When University of Delaware marine biologist Mark Warner and his research team finish their first day of diving at Conch Reef in the northern Florida Keys on September 13, they won't be returning to a hotel on the surface.
For the next 10 days, they'll be parking their scuba gear in Aquarius, a kind of high-tech, underwater camper outfitted with many of the comforts of home, from bunk beds, a hot-water shower, and a microwave, to a trash compactor, air conditioning, and even Internet access.
Operated by the National Oceanic and Atmospheric Administration (NOAA) as an underwater research laboratory, Aquarius is 43 feet long, 16-and-a-half-feet wide, and 20 feet tall. Currently, the lab is stationed 63 feet underwater in the Florida Keys National Marine Sanctuary.
Each day of their mission, Warner and his team will dive from the lab to the surrounding reef to learn more about the microscopic plants that live inside the stomach cells of key reef-building corals such as star boulder coral, brain coral, and mustard hill coral.
These algae, through the process of photosynthesis, supply the coral with the food and energy it needs for calcification and growth and thus are critical to the reef's health.
"My previous research has shown that the symbiotic algae living inside the coral may react differently during periods of stress, such as coral bleaching, when seawater gets too warm and photosynthesis in the algae breaks down," Warner says.
Last summer and earlier this year, the researchers studied several species of coral living in shallow water, from 15 to 30 feet deep. During this mission, they will be focusing on the same coral species, but at deeper depths, from 50 to 110 feet underwater.
"What's really interesting is that most of these corals contain different types of algae as you go deeper, yet we know very little about how different these algae are physiologically," he says. "This is an important question since the algae provide lots of food, in the form of photosynthetically produced carbon, that the coral uses for growth and reproduction."
Using hand-held chlorophyll fluorometers and other research tools, the aquanauts will measure photosynthesis in several coral species at different depths, investigate their nitrogen and carbon uptake, and follow how the proteins that are involved in photosynthesis change over the day inside the algae in the corals.
"We'll also be taking advantage of the power supply in Aquarius to heat seawater in small flow chambers where we can follow the effects of thermal stress in corals on the reef," Warner notes.

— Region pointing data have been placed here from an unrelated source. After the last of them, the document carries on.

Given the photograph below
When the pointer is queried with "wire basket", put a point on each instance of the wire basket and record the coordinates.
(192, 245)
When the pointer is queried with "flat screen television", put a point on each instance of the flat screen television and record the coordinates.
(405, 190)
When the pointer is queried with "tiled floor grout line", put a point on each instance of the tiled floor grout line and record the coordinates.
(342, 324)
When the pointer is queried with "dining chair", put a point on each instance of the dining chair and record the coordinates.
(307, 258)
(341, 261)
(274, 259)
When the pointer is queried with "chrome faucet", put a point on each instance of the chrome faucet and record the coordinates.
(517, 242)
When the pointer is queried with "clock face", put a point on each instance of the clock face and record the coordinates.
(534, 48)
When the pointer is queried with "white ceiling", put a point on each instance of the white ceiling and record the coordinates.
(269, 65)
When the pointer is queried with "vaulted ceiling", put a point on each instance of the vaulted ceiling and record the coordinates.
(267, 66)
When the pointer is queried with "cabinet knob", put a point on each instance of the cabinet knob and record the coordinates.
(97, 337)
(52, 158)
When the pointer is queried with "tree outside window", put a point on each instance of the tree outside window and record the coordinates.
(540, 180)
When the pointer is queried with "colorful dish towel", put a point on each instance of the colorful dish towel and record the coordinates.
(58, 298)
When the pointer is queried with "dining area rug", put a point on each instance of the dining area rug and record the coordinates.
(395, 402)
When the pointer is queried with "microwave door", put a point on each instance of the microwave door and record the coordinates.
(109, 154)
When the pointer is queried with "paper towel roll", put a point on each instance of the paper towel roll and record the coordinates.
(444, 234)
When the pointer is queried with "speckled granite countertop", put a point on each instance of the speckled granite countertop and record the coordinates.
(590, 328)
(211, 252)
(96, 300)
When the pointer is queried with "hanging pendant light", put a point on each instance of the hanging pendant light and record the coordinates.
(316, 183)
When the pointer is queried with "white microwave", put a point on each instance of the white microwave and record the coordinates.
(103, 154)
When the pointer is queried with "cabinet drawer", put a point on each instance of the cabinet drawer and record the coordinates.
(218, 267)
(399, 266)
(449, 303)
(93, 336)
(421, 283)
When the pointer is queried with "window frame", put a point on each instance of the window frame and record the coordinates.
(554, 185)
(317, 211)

Some of the mission also will be spent investigating how different species of corals react when exposed to slightly elevated levels of nutrients -- a growing concern worldwide as increasing amounts of nutrient-rich pollutants from land reach the sea.
"It's long been thought that corals can only survive in seawater that contains very low nutrients. However, some researchers are beginning to challenge this notion in some circumstances," Warner says. "The reef where we will be spending most of our time receives several pulses of nutrients from deep-water upwelling. We'll be working to determine how the corals and their algae may utilize these nutrient pulses over a few hours."
Warner's underwater research team will include Jennifer Robison, a master's degree student in marine biology-biochemistry at the UD College of Marine Studies, and graduate students Dan Thornhill and Geoff Chilcoat from the University of Georgia.
As the scientists conduct their work under the sea, Rebecca Thur and Susan Curless will serve as their support team in a boat on the surface. Thur earned her master's degree from the UD College of Marine Studies in 2002 and currently is the coordinator of the Freshwater Submerged Aquatic Vegetation Partnership at the Chesapeake Research Consortium. Curless is a research technician in biogeochemical oceanography at the college.
"We'll be eating freeze-dried camping food while we're in Aquarius," Warner says. "Our surface team will be diving down to visit us mid-way through the mission and delivering us some good junk food like a couple of cheeseburgers. I have a feeling we'll be ready for some food like that."
While Warner has been scuba diving since 1986, this will be his first experience conducting research in an underwater lab.
"Working from Aquarius is truly a one-of-a-kind experience for a marine biologist," he notes. "You essentially let your body become completely saturated with nitrogen during your long stay undersea and then you go through a 17-hour decompression period before returning to the surface."
Once back on the surface, the scientists will be put on a 24-hour medical watch for decompression sickness. If all is well after another 48 hours, they will be approved to fly back home.
"It takes a lot of planning logistically to do research like this, but it's also very exciting," Warner says.
While the scientists go about their work examining the brightly colored corals on the reef, they are likely to have good company in the form of angelfish, parrotfish, butterflyfish, and spiny lobsters, just to name a few.
"We've also been informed that a bull shark has recently been visiting the reef. Earlier this summer, one of the scientists had a closer look at it than she preferred," Warner says, smiling. "We're hoping it won't be around when we're there!"
During the expedition, Warner will be making daily reports on the Aquarius Web site at http://www.uncw.edu/aquarius.
His research is supported by NOAA's National Undersea Research Program.